May 2013 African language Wikipedia update

There’s a current proposal to close the Xhosa Wikipedia for lack of activity, so I thought it’d be a good time to see the progress of the African and South African language Wikipedias.

Heading the list of African-language Wikipedias by article count, Malagasy is still racing ahead in creating new articles, mainly thanks to articles automatically created by bots. These articles aren’t always ones that you’d imagine would be high priority. There are currently over 200 galaxies with their own article, some with broken templates, for example the one on the NGC 953 elliptical galaxy in the constellation Triangulum. But no article on Nelson Mandela, or Omer Beriziky, the prime minister of Madagascar.

So it’s a somewhat artificial indicator, but there is still a reasonable level of activity, and it would be interesting to measure whether bot-activity helps encourage human activity.
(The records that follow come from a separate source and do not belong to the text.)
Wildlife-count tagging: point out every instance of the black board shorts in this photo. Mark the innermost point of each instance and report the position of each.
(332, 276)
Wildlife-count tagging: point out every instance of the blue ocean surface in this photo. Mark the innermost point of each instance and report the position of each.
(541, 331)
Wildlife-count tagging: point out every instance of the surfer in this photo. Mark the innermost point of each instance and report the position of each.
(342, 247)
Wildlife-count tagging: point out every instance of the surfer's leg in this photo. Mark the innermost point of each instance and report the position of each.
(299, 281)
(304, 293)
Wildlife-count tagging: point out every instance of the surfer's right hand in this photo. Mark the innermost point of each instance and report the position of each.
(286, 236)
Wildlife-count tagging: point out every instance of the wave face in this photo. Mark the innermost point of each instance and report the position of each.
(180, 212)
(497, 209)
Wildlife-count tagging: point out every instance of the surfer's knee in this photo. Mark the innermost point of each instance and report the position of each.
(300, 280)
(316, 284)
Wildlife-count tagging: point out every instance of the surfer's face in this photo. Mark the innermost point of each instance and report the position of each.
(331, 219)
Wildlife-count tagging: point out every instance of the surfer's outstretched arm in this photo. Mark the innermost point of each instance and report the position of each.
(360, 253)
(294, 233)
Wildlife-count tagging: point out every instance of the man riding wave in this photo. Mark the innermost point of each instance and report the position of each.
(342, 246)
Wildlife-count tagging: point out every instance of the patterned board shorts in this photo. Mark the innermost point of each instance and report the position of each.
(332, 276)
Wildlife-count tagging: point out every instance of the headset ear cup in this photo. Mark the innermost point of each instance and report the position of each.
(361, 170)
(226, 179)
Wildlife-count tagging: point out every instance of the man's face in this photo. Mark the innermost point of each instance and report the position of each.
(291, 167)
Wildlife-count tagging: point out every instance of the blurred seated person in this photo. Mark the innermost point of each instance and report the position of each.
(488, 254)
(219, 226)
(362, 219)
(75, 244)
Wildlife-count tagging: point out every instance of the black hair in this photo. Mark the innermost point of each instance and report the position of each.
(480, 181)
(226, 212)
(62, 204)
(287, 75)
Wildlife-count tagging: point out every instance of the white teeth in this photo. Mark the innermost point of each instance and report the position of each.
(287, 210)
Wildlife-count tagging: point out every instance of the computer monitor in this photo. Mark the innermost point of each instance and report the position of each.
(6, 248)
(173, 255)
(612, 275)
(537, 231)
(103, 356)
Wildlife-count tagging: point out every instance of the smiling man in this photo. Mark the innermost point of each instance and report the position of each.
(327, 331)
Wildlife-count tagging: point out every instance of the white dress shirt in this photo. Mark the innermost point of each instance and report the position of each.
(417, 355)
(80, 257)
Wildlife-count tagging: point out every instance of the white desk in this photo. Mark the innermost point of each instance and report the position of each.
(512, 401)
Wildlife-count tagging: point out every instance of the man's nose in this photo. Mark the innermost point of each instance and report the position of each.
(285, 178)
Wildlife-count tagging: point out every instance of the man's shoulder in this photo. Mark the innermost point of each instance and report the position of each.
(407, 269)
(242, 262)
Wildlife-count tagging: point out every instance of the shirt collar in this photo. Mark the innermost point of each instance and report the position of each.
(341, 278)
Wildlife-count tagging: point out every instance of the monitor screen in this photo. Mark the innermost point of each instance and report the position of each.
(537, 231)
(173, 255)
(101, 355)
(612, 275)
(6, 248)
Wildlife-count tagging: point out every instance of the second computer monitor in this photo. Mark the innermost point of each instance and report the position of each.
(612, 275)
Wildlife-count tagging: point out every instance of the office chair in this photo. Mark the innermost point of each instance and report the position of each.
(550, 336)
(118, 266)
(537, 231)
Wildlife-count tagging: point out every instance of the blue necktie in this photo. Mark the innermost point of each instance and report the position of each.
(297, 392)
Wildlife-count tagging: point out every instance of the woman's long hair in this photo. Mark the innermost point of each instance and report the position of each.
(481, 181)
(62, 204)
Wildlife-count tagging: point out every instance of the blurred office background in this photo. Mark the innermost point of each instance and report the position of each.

Second is Yoruba, where the huge burst has slowed (again, many are bot-related, and the first random article I clicked on was minor space body 3011 Chongqing), but there’s still steady progress. Afrikaans in third continues well, and is probably in the best shape of any African-language Wikipedia. After being overtaken by Swahili, it has seen consistent activity, has a healthy community, and is growing far faster than Swahili.

Swahili and Amharic are still growing steadily, while Egyptian Arabic is growing quickly, and is on track to pass Amharic. Of the others with more than 1000 articles, only Kinyarwandahas has stalled, while Kabyle and Shona have seen good growth.

93412525
Language 1/1/2007 11/2/2011 13/4/2012 16/11/2012 9/5/2013
Malagasy   3806 36767 38753 45361
Yoruba 517 12174 29894 30158 30585
Afrikaans 6149 17002 22115 24821 26752
Swahili 2980 21244 23481 24519 25265
Amharic 742 6738 11572 11806 12360
Egyptian Arabic     8433 10379
Somali   1639 2354 2757
Lingala 292 1394 1816 1951 2025
Kinyarwanda     1501 1807 1817
Kabyle       1144 1503
Shona       1272 1421
Wolof   1116 1814 1129 1161

So overall, in Africa, some good progress.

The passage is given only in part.